As design sizes grew, schematics became unwieldy. In the early 80’s hardware description languages started to emerge. The most important of these was Hilo, developed at Brunel University in England. It defined what is now considered as the essential element of a register transfer language – a clock edge and the associated computation that should happen as a result of that clock. The timing of those events was unspecified and it was left to a separate process to work out if everything could happen within the defined clock period.

The next stage in the development of RTL was the Verilog language defined by Gateway Design Automation. RTL was mainly used as a way to verify the design and a primarily manual transformation to the gate level was necessary. This suppressed the rate at which the technology was adopted.

In the late 80’s, a new company emerged, Synopsys that had an automated way of synthesizing a gate level description from RTL. Synopsys’ Design Compiler accepted Verilog, now owned by Cadence, as its input language and the first RTL flow had been created. While many improvements have been made in the flow over the next 25 years, it remains essentially the same flow and Synopsys dominated the RTL synthesis market.

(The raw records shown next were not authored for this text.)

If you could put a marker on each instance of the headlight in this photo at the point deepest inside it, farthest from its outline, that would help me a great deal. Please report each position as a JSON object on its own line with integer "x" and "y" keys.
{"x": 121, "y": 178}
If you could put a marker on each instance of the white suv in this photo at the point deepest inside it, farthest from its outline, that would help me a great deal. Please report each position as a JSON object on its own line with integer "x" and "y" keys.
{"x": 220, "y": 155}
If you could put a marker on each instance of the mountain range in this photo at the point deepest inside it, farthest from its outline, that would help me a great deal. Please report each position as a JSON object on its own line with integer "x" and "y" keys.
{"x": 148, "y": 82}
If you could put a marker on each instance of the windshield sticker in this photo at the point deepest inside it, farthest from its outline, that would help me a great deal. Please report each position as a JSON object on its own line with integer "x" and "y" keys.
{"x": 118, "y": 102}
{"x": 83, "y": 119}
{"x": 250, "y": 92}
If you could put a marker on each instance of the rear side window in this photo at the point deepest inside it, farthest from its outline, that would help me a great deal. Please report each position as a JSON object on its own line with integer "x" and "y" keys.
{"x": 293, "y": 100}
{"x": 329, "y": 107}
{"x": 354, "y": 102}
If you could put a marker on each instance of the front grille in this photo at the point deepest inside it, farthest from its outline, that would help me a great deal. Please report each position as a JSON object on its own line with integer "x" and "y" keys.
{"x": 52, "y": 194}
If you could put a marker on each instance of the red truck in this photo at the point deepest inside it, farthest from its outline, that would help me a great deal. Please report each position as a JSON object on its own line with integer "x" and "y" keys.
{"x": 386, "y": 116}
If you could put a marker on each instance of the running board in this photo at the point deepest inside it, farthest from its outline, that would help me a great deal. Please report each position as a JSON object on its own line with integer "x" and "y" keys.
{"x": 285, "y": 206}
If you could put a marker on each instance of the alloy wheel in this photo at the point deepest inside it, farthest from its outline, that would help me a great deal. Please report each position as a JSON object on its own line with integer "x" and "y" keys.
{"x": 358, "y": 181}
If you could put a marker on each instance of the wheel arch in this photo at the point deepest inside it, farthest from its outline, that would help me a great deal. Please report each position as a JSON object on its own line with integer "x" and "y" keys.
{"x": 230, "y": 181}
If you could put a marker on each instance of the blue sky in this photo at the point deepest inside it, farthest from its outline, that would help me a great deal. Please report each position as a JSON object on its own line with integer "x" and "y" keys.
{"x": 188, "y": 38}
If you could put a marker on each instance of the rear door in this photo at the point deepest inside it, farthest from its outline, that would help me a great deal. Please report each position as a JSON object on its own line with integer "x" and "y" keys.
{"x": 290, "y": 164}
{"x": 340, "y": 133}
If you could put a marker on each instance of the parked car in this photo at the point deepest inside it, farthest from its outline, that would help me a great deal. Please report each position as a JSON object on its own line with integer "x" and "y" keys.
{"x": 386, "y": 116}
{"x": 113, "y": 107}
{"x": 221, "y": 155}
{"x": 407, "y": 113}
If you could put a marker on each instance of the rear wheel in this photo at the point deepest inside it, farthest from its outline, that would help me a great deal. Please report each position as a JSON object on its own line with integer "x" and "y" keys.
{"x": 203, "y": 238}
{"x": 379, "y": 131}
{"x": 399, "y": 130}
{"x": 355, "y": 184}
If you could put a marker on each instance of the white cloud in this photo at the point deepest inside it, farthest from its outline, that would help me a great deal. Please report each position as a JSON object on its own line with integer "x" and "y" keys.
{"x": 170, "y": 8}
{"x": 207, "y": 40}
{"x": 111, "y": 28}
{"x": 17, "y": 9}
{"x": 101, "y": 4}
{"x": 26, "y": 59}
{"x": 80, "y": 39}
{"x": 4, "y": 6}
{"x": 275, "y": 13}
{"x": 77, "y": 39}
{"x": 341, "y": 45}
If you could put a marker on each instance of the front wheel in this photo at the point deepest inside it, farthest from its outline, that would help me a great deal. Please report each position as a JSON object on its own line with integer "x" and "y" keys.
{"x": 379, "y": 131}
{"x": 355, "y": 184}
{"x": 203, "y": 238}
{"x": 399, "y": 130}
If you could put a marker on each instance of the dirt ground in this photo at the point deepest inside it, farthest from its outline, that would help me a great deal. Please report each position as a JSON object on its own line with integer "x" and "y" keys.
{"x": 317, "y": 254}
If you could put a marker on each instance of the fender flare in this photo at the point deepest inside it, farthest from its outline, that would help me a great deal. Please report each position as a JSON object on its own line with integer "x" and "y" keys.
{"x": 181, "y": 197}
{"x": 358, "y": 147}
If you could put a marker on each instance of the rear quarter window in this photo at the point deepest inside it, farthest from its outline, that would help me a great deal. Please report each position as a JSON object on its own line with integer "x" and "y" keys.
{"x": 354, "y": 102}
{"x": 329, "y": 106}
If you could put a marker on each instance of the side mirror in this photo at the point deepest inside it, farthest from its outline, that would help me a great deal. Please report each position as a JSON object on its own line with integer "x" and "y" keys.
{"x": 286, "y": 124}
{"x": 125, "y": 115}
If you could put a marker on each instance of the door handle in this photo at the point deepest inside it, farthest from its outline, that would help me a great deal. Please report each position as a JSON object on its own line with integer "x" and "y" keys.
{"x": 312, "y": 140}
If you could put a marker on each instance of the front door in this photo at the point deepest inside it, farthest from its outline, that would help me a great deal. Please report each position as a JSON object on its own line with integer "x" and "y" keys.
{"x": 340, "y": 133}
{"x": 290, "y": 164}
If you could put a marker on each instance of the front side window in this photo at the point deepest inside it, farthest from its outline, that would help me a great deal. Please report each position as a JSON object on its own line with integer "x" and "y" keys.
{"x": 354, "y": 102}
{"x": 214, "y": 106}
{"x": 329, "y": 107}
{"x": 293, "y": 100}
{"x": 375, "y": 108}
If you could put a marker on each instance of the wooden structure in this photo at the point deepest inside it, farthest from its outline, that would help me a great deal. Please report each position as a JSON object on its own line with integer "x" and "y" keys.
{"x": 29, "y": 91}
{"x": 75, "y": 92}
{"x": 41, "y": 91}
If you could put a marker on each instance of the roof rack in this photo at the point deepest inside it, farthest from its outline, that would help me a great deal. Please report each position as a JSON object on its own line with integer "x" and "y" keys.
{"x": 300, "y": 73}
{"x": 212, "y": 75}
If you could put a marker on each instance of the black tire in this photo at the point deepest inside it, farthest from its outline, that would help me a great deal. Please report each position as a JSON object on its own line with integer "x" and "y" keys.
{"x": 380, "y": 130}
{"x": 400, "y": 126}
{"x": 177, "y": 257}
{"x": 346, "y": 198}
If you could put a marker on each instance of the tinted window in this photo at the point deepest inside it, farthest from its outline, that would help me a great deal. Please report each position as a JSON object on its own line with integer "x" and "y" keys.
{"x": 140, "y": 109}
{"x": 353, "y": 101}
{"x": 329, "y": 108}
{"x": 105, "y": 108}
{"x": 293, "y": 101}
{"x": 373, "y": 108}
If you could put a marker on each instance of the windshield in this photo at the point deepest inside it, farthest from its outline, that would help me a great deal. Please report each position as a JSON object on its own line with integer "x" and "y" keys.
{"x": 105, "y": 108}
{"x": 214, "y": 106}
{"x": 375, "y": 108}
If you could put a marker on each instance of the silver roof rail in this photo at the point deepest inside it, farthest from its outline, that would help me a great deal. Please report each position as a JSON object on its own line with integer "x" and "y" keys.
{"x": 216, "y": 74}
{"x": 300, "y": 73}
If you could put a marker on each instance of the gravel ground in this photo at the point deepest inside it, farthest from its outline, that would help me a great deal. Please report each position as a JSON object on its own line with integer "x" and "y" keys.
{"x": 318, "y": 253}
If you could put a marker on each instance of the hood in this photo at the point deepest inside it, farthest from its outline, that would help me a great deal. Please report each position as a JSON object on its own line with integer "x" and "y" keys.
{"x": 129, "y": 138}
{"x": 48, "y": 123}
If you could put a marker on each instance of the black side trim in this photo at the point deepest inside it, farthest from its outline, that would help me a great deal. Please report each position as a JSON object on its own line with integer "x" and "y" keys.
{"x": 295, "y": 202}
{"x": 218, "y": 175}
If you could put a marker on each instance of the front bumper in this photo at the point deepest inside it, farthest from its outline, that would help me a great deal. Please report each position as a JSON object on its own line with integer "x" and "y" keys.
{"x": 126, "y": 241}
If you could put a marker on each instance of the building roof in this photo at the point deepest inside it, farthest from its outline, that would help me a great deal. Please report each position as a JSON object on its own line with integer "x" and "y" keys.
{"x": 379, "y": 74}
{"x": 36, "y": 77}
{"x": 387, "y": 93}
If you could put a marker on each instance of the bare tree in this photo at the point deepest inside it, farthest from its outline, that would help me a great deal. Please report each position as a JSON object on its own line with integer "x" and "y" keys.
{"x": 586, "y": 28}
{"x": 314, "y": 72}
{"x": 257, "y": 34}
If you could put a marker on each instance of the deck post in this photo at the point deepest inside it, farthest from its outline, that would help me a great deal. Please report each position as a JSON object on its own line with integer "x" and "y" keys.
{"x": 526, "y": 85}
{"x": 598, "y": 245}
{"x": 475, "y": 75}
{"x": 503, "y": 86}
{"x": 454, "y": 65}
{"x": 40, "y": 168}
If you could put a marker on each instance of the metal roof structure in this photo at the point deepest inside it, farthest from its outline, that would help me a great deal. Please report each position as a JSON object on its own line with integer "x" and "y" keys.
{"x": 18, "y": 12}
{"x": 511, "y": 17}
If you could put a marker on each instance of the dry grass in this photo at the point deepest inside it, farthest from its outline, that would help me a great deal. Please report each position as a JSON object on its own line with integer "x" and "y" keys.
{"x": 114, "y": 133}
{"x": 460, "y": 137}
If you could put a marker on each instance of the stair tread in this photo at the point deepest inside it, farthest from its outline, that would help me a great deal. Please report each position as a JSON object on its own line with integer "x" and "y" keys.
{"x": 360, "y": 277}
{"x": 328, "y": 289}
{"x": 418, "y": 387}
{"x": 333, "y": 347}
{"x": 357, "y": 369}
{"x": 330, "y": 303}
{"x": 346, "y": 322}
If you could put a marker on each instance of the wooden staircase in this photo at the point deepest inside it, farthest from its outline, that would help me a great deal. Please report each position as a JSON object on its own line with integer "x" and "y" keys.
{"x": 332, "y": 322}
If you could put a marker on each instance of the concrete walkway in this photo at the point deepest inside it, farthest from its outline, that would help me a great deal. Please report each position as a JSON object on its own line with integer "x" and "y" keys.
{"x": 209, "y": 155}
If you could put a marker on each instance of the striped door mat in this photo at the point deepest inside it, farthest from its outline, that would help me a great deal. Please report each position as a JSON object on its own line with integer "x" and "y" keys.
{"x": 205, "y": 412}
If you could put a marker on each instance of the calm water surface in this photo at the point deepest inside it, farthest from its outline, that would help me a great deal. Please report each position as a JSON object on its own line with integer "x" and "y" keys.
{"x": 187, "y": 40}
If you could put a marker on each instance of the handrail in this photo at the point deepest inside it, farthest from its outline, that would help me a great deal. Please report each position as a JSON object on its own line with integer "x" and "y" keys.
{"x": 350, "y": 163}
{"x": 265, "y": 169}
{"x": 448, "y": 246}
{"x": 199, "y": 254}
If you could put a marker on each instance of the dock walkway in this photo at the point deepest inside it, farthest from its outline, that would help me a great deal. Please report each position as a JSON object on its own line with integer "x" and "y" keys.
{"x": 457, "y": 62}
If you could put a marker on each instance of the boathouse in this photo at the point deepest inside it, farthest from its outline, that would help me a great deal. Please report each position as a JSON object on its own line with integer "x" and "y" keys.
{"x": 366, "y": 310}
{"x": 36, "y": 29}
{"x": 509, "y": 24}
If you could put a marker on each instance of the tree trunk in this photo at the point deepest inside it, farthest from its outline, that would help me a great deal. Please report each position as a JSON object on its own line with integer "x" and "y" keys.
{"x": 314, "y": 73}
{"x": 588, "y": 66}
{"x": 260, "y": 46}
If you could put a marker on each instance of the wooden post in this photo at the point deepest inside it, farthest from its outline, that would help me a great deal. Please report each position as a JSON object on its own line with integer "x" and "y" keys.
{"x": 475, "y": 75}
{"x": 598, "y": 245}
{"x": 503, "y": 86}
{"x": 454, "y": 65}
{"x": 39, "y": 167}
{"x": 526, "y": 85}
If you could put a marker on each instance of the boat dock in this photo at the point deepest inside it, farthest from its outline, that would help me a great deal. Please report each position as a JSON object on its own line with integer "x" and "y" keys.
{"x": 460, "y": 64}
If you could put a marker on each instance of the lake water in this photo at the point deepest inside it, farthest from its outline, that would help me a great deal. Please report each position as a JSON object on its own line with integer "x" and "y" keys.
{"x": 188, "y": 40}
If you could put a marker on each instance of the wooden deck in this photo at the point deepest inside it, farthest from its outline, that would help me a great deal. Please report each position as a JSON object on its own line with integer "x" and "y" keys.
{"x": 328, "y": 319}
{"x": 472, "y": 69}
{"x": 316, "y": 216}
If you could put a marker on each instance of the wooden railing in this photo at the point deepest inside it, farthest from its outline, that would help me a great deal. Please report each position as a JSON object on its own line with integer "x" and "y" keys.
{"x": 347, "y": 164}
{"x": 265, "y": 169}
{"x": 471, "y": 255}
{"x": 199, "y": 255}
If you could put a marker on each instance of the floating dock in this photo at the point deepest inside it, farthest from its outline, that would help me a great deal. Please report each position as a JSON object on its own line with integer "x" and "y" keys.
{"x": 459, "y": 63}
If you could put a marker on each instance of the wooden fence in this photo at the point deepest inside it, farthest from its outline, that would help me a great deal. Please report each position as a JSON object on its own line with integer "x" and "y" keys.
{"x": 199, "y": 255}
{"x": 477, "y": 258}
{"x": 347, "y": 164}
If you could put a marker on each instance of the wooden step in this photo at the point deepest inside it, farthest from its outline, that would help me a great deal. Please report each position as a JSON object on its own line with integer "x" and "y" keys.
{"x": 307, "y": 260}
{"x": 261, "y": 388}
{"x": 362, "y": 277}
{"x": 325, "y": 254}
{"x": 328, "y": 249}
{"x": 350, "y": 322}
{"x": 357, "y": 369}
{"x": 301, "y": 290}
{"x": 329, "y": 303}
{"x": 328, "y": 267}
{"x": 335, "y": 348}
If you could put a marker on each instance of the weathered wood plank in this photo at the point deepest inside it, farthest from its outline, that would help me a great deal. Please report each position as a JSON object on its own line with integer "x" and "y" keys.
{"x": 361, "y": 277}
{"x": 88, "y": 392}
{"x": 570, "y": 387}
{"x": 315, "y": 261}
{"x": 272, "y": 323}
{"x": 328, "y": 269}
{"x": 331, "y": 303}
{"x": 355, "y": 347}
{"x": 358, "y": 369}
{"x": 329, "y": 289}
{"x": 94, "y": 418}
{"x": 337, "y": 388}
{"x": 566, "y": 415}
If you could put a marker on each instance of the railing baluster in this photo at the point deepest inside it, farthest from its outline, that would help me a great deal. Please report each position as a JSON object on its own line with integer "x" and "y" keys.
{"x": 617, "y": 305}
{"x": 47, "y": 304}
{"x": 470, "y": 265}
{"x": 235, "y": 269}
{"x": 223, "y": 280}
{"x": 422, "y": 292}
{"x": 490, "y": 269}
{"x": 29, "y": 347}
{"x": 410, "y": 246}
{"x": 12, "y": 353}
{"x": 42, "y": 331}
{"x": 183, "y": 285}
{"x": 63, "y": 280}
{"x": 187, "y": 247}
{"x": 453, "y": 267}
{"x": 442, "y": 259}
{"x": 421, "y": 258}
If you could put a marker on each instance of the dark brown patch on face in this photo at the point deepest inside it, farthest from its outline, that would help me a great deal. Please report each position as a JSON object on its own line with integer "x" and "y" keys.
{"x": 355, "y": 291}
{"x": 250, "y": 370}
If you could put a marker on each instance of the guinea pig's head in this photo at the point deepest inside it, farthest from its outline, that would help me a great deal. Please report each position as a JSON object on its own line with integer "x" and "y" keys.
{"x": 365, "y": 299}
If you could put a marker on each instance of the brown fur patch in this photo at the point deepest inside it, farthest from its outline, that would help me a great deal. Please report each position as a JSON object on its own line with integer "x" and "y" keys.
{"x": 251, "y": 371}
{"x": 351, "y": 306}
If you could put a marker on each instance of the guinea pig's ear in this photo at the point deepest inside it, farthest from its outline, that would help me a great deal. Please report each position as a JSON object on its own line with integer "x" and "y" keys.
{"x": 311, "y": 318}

In the 2010’s a higher level of abstraction was becoming necessary. This is generally referred to as the electronic system level (ESL). While productivity is the principle reason for this, the additional speed of design comes from being able to define a system faster using more abstract languages, that they are easier and quicker to verify and that it allows more time to be spent in architectural exploration so that better implementation can be found.

In 2014, the major players in the high-level synthesis market are Cadence, who recently bought Forte Design Systems and Calypto that has the high-level synthesis technology developed within Mentor Graphics. While a separate company, Calypto is 51% owned by Mentor.